Les deux ex-otages français "très marqués" — Bénin/Burkina

Cédric de Pierrepont et Alain Bertoncello seront honorés par la nation mardi

Cédric de Pierrepont et Alain Bertoncello seront honorés par la nation mardi. Marine Nationale

Mais cela n'a pas suffi pour éteindre la polémique sur l'"inconscience" présumée des deux touristes. Leurs ravisseurs les ont ensuite emmenés au Burkina-Faso voisin, d'où ils devaient être remis à un groupe jihadiste au Mali.

Trois des quatre ex-otages libérés vendredi dans une opération conjointe de sauvetage dans le nord du Burkina Faso ont quitté le pays en cette fin de matinée.

L'arrivée des ex-otages à Paris (France) est prévue vers 15h. "La zone où étaient nos compatriotes était considérée depuis déjà pas mal de temps comme une zone rouge, c'est-à-dire une zone où il ne faut pas aller, où on prend des risques majeurs en allant (...) Le message que je peux délivrer comme ministre des Affaires étrangères est que la plus grande précaution doit être prise dans ces régions pour éviter que de tels enlèvements n'aient lieu, et pour éviter des sacrifices de nos soldats". Dans la nuit de jeudi à vendredi 10 mai, l'opération est lancée. Dans les conseils aux voyageurs émis sur le site du Quai d'Orsay, les zones en rouge sont "formellement déconseillées" et les zones orange "déconseillées sauf raison impérative".

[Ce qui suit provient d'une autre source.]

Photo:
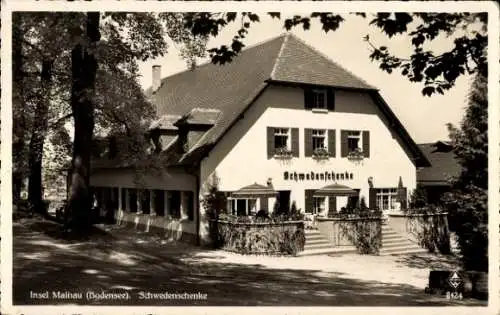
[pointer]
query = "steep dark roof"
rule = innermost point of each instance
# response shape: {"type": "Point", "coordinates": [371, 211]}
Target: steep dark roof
{"type": "Point", "coordinates": [443, 164]}
{"type": "Point", "coordinates": [231, 88]}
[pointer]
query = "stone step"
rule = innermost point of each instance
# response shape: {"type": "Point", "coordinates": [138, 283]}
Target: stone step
{"type": "Point", "coordinates": [392, 237]}
{"type": "Point", "coordinates": [316, 241]}
{"type": "Point", "coordinates": [324, 245]}
{"type": "Point", "coordinates": [403, 252]}
{"type": "Point", "coordinates": [390, 233]}
{"type": "Point", "coordinates": [307, 232]}
{"type": "Point", "coordinates": [396, 249]}
{"type": "Point", "coordinates": [315, 237]}
{"type": "Point", "coordinates": [397, 241]}
{"type": "Point", "coordinates": [330, 251]}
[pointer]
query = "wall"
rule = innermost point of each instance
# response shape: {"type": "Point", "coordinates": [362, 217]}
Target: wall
{"type": "Point", "coordinates": [240, 158]}
{"type": "Point", "coordinates": [173, 179]}
{"type": "Point", "coordinates": [167, 228]}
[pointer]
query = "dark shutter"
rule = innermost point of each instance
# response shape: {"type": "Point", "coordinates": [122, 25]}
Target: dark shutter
{"type": "Point", "coordinates": [309, 202]}
{"type": "Point", "coordinates": [308, 142]}
{"type": "Point", "coordinates": [343, 143]}
{"type": "Point", "coordinates": [366, 143]}
{"type": "Point", "coordinates": [403, 198]}
{"type": "Point", "coordinates": [373, 199]}
{"type": "Point", "coordinates": [332, 206]}
{"type": "Point", "coordinates": [331, 142]}
{"type": "Point", "coordinates": [295, 142]}
{"type": "Point", "coordinates": [330, 99]}
{"type": "Point", "coordinates": [308, 99]}
{"type": "Point", "coordinates": [270, 142]}
{"type": "Point", "coordinates": [190, 205]}
{"type": "Point", "coordinates": [264, 204]}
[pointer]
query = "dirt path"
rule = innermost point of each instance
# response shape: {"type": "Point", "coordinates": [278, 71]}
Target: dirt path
{"type": "Point", "coordinates": [128, 263]}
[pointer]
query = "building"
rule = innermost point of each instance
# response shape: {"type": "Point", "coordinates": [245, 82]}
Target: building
{"type": "Point", "coordinates": [281, 117]}
{"type": "Point", "coordinates": [436, 179]}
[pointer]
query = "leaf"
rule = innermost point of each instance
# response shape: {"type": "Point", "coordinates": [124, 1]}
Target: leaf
{"type": "Point", "coordinates": [428, 91]}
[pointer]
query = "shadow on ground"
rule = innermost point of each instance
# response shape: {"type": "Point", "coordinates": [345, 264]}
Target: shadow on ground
{"type": "Point", "coordinates": [45, 261]}
{"type": "Point", "coordinates": [430, 261]}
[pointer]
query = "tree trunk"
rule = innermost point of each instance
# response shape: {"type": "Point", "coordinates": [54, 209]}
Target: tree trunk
{"type": "Point", "coordinates": [84, 69]}
{"type": "Point", "coordinates": [19, 110]}
{"type": "Point", "coordinates": [38, 138]}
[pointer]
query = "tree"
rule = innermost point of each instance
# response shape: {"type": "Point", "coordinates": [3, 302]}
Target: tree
{"type": "Point", "coordinates": [468, 202]}
{"type": "Point", "coordinates": [437, 71]}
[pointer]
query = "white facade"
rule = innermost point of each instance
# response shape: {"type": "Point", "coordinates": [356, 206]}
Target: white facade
{"type": "Point", "coordinates": [240, 158]}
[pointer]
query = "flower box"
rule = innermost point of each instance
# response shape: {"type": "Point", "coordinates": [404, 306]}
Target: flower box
{"type": "Point", "coordinates": [283, 153]}
{"type": "Point", "coordinates": [355, 155]}
{"type": "Point", "coordinates": [321, 154]}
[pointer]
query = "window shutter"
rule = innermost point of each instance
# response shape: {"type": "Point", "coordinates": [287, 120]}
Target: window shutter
{"type": "Point", "coordinates": [270, 142]}
{"type": "Point", "coordinates": [308, 142]}
{"type": "Point", "coordinates": [330, 99]}
{"type": "Point", "coordinates": [309, 203]}
{"type": "Point", "coordinates": [343, 143]}
{"type": "Point", "coordinates": [403, 200]}
{"type": "Point", "coordinates": [366, 143]}
{"type": "Point", "coordinates": [332, 206]}
{"type": "Point", "coordinates": [307, 98]}
{"type": "Point", "coordinates": [373, 199]}
{"type": "Point", "coordinates": [331, 142]}
{"type": "Point", "coordinates": [295, 142]}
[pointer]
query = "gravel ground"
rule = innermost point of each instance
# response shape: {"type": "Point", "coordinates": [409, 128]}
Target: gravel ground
{"type": "Point", "coordinates": [121, 261]}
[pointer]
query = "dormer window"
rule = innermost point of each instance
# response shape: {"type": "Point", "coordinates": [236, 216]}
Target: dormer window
{"type": "Point", "coordinates": [281, 138]}
{"type": "Point", "coordinates": [319, 99]}
{"type": "Point", "coordinates": [319, 139]}
{"type": "Point", "coordinates": [354, 141]}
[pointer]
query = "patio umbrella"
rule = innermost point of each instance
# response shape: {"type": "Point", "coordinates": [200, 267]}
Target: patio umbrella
{"type": "Point", "coordinates": [253, 191]}
{"type": "Point", "coordinates": [335, 190]}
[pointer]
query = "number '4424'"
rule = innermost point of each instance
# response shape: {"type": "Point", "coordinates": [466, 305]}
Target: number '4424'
{"type": "Point", "coordinates": [454, 295]}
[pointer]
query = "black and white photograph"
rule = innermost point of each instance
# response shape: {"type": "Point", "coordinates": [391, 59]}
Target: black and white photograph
{"type": "Point", "coordinates": [291, 157]}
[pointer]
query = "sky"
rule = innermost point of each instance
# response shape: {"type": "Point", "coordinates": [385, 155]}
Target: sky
{"type": "Point", "coordinates": [424, 117]}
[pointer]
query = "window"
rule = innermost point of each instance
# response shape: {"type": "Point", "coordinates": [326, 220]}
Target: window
{"type": "Point", "coordinates": [144, 198]}
{"type": "Point", "coordinates": [190, 205]}
{"type": "Point", "coordinates": [242, 207]}
{"type": "Point", "coordinates": [159, 202]}
{"type": "Point", "coordinates": [132, 195]}
{"type": "Point", "coordinates": [175, 203]}
{"type": "Point", "coordinates": [281, 138]}
{"type": "Point", "coordinates": [318, 205]}
{"type": "Point", "coordinates": [318, 99]}
{"type": "Point", "coordinates": [387, 198]}
{"type": "Point", "coordinates": [354, 141]}
{"type": "Point", "coordinates": [319, 139]}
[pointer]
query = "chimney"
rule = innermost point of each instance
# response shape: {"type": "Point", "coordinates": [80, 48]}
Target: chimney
{"type": "Point", "coordinates": [156, 77]}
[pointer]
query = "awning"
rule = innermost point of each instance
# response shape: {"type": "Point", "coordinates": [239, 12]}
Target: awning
{"type": "Point", "coordinates": [336, 190]}
{"type": "Point", "coordinates": [254, 190]}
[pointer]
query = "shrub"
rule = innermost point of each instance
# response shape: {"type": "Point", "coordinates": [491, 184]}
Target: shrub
{"type": "Point", "coordinates": [365, 235]}
{"type": "Point", "coordinates": [418, 198]}
{"type": "Point", "coordinates": [287, 239]}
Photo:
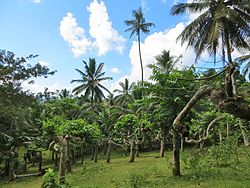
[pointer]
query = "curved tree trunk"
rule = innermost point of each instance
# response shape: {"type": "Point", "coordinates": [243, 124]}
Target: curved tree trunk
{"type": "Point", "coordinates": [176, 169]}
{"type": "Point", "coordinates": [132, 151]}
{"type": "Point", "coordinates": [230, 86]}
{"type": "Point", "coordinates": [68, 156]}
{"type": "Point", "coordinates": [82, 156]}
{"type": "Point", "coordinates": [62, 163]}
{"type": "Point", "coordinates": [244, 134]}
{"type": "Point", "coordinates": [95, 153]}
{"type": "Point", "coordinates": [137, 142]}
{"type": "Point", "coordinates": [162, 145]}
{"type": "Point", "coordinates": [139, 45]}
{"type": "Point", "coordinates": [109, 151]}
{"type": "Point", "coordinates": [177, 123]}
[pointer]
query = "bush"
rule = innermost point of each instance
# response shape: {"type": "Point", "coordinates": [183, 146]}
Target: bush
{"type": "Point", "coordinates": [50, 180]}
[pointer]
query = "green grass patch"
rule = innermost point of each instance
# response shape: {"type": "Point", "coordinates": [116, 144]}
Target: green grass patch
{"type": "Point", "coordinates": [149, 171]}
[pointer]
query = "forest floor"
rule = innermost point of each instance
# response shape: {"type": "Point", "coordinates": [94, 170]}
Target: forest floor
{"type": "Point", "coordinates": [150, 171]}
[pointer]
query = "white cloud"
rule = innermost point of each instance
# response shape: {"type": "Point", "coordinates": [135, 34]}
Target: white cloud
{"type": "Point", "coordinates": [164, 1]}
{"type": "Point", "coordinates": [43, 63]}
{"type": "Point", "coordinates": [36, 1]}
{"type": "Point", "coordinates": [115, 70]}
{"type": "Point", "coordinates": [106, 37]}
{"type": "Point", "coordinates": [115, 84]}
{"type": "Point", "coordinates": [153, 46]}
{"type": "Point", "coordinates": [74, 35]}
{"type": "Point", "coordinates": [37, 87]}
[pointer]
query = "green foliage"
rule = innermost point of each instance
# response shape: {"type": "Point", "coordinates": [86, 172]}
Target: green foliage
{"type": "Point", "coordinates": [50, 180]}
{"type": "Point", "coordinates": [19, 109]}
{"type": "Point", "coordinates": [127, 122]}
{"type": "Point", "coordinates": [224, 154]}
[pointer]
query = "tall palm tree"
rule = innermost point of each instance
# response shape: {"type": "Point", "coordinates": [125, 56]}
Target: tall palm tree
{"type": "Point", "coordinates": [220, 20]}
{"type": "Point", "coordinates": [136, 26]}
{"type": "Point", "coordinates": [90, 81]}
{"type": "Point", "coordinates": [245, 59]}
{"type": "Point", "coordinates": [124, 95]}
{"type": "Point", "coordinates": [165, 62]}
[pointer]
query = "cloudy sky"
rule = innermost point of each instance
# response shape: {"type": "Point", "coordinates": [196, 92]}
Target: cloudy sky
{"type": "Point", "coordinates": [63, 33]}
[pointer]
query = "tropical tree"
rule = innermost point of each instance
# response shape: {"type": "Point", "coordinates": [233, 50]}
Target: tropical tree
{"type": "Point", "coordinates": [137, 25]}
{"type": "Point", "coordinates": [90, 81]}
{"type": "Point", "coordinates": [222, 20]}
{"type": "Point", "coordinates": [245, 59]}
{"type": "Point", "coordinates": [164, 62]}
{"type": "Point", "coordinates": [124, 95]}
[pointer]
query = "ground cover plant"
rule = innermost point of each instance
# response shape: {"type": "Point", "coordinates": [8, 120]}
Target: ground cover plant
{"type": "Point", "coordinates": [180, 128]}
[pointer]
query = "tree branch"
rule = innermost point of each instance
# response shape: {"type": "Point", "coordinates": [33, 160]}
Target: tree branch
{"type": "Point", "coordinates": [211, 124]}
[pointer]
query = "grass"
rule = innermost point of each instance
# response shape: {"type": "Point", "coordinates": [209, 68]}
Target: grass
{"type": "Point", "coordinates": [148, 171]}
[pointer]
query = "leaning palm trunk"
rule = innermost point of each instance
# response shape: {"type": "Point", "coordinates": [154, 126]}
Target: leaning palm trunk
{"type": "Point", "coordinates": [230, 86]}
{"type": "Point", "coordinates": [95, 153]}
{"type": "Point", "coordinates": [109, 151]}
{"type": "Point", "coordinates": [244, 133]}
{"type": "Point", "coordinates": [176, 153]}
{"type": "Point", "coordinates": [132, 150]}
{"type": "Point", "coordinates": [68, 155]}
{"type": "Point", "coordinates": [177, 123]}
{"type": "Point", "coordinates": [162, 149]}
{"type": "Point", "coordinates": [62, 163]}
{"type": "Point", "coordinates": [139, 46]}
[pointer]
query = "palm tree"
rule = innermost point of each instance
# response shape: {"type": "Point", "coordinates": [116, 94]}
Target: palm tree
{"type": "Point", "coordinates": [242, 60]}
{"type": "Point", "coordinates": [165, 62]}
{"type": "Point", "coordinates": [136, 26]}
{"type": "Point", "coordinates": [90, 81]}
{"type": "Point", "coordinates": [220, 20]}
{"type": "Point", "coordinates": [124, 95]}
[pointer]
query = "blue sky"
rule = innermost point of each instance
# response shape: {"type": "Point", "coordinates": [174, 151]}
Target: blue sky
{"type": "Point", "coordinates": [63, 33]}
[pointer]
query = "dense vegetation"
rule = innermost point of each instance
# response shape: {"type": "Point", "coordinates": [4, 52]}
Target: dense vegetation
{"type": "Point", "coordinates": [206, 112]}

Il semble de plus que les touristes français se soient rendus en véhicule tout-terrain dans une zone plus proche de la frontière bukinabè, elle alors classée en zone rouge, a indiqué à l'AFP un responsable d'African Parks Network (APN), l'ONG gestionnaire de la Pendjari, sous couvert de l'anonymat. Le cadavre de leur guide béninois, Fiacre Gbédji, très abîmé, a été retrouvé par la suite dans le parc. La veille, le maire de Toulon, Hubert Falco (LR), avait utilisé quasiment les mêmes termes dans un tweet: "Nos seuls compatriotes qui méritent aujourd'hui l'hommage de la Nation, ce sont nos deux héros, #CedricdePierrepont et #AlainBertoncello, nos deux soldats varois morts au combat, pour sauver la vie de touristes inconscients!". Sur les réseaux sociaux, certains n'ont pas hésité à dénoncer l'imprudence des deux touristes voire leur responsabilité. La région est toujours déconseillée par le Quai D'Orsay. Certes, ils auraient dû, comme tous les Français à l'étranger, éviter de prendre des risques pour leur sécurité, et suivre les mises à jour du ministère, qui donnent des informations recoupées suivant une procédure très rigoureuse.

"Tant que des citoyens français seront menacés et que nous recevrons la décision d'aller les chercher, nous irons les chercher ", a affirmé dans une interview au JDD le vice-amiral Laurent Isnard, chef du commandement des opérations spéciales.

"Il faut maintenir la pression sur ces groupes", a poursuivi le ministre, jugeant l'action de la force française Barkhane "tout à fait essentielle" dans ce contexte.

S'il n'était pas prévu que le chef de l'Etat s'exprime publiquement, il devait néanmoins s'entretenir avec les otages et leurs familles dans un bâtiment de la base. "C'est notre métier, c'est notre mission et nous continuerons à la faire. Il n'y a aucun doute là-dessus (.) nous sommes prêts à recommencer dès demain matin", a-t-il insisté dans une interview au Journal du dimanche. Curieusement, selon Washington et Séoul, nul n'avait signalé leur disparition.